Regular sex helps you feel emotionally close to your partner, which opens the door to better communication. Couples who have sex more often tend to say they’re happier than those who get less of it. But it doesn’t have to happen every day — once a week seems to be enough. This seems to be true no matter your age or gender, or how long you’ve been in the relationship.
Research says people who have sex once a month or less get heart disease more often than those who have it twice a week or so. Part of the reason could be that you get a bit more exercise and are less likely to be anxious or depressed. But it could also be that if you have more sex, you’re physically and mentally healthier in the first place.
The reasons aren’t exactly clear, but in at least one study, men who ejaculated less than seven times a month were more likely to get prostate cancer compared to those who did it at least 15 times a month. But unprotected anonymous sex and multiple partners can also raise your chances for the disease, so when you do have sex, take care.
Without sex, you’ll miss out on the hormones that promote restful sleep, like prolactin and oxytocin. Women get an estrogen boost that helps even more. The reverse is true, too: If you decide you want to start having sex again, a good night’s sleep is just the thing to keep you feeling frisky.
This is a prevalent myth that not having sex can make you tighter down there. The elasticity of your vagina doesn’t depend on the number of sexual partners or frequency of sexual sessions you have had and you don’t get re-veganized when you abstain from sexual activity. It should be noted that when you don’t have sex, the tissues of the vagina just may get out of the habit of relaxing in response to arousal or insertion.
Weekly sex seems to boost your immune system compared to those who have it less often.
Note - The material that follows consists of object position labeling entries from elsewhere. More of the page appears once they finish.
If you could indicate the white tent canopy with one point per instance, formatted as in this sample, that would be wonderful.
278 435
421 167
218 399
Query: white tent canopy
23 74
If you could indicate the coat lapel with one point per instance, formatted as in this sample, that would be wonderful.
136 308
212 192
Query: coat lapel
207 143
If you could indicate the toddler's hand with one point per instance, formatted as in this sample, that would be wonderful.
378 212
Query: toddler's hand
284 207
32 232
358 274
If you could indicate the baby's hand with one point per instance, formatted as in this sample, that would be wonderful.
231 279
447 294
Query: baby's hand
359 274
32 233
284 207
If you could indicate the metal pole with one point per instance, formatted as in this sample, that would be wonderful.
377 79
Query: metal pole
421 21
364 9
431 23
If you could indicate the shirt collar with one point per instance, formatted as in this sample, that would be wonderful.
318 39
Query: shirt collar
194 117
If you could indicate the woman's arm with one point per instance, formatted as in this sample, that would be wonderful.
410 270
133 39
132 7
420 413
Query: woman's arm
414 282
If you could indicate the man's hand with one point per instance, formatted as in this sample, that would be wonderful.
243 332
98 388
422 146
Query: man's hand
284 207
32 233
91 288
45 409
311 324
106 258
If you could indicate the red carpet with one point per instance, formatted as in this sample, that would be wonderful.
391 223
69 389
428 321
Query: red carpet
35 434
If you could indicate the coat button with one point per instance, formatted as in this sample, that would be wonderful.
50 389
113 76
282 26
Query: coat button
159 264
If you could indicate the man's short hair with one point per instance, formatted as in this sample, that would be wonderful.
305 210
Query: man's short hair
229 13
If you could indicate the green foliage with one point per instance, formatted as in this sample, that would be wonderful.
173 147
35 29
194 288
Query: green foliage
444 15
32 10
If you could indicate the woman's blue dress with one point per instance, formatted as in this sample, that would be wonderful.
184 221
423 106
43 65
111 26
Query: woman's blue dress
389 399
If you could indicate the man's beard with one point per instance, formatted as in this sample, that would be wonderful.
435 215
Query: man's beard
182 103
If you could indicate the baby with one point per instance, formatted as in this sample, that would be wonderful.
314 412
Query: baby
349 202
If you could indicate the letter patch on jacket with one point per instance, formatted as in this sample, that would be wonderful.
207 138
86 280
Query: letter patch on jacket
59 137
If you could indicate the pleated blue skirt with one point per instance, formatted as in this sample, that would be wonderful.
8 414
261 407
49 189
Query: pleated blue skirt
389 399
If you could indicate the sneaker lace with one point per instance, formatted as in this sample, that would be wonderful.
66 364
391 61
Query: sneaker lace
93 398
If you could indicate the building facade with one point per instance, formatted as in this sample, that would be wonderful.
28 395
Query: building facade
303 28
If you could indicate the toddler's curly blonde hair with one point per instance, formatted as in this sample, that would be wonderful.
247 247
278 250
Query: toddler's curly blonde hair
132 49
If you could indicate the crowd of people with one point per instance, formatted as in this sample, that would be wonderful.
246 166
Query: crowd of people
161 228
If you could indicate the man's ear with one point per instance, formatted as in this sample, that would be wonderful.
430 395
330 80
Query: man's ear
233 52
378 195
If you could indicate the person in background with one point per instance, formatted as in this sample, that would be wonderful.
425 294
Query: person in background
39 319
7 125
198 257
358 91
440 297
Part of the reason may be that it raises levels of a germ-fighting substance called immunoglobulin A, or IgA. But more is not always better here. People who had sex more than twice a week had lower levels of IgA than those who had no sex.
Sex can be a good way to take your mind off of any aches and pains you have. But it does more than that. Orgasm causes your body to release endorphins and other hormones that can help ease head, back, and leg aches. They may help arthritis pain and menstrual cramps, too.
Sex seems to help keep your blood pressure down. That makes sense when you consider what it does: It adds a bit of aerobic and muscle-building exercise, and it can ease anxiety and make you feel better. Both of those can help keep your numbers where they need to be.
It may seem odd, but “use it or lose it” may apply here. For women at menopause, vaginal tissue can get thin, shrink, and dry out without regular intercourse. That can make sex painful and weaken your desire. And some research says men who have sex less than once a week are twice as likely to have erectile dysfunction (ED) as those who have it weekly.